= Lúðvík Kristjánsson =

Icelandic-Canadian poet

Friðrik Lúðvík Kristján Kristjánsson (8 May 1887 – 5 October 1958), better known as Lúðvík Kristjánsson or Lúlli, was an Icelandic-Canadian poet. He was born at Víkurgerði in Fáskrúðsfjörður in the Eastfjords of Iceland. He immigrated to Canada in 1903 from Hóll in Stöðvarfjörður, joining his mother, Kristín Björnsdóttir Vium, who had immigrated to Canada the previous year. He worked as a plasterer in Winnipeg and the Interlake region of Manitoba.

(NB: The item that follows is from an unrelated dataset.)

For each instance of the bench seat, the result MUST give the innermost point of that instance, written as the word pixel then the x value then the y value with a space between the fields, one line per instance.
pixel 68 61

He married Guðný Gestsdóttir in 1921, and the couple had seven children.

Lúðvík's poetry was regularly published in Icelandic-Canadian immigrant papers Lögberg and Heimskringla (later Lögberg-Heimskringla). In 1925, his comic poem Brennubragur was published in Winnipeg. It memorializes a fire at the Icelandic Good Templars Hall on Sargent Avenue, which broke out in January 1925 but was successfully brought under control. Like Brennubragur, most of Lúðvík's poems were comic or satirical.

A volume of collected poems by Lúðvík Kristjánsson, Ljóðakorn, was published in Winnipeg in 1983.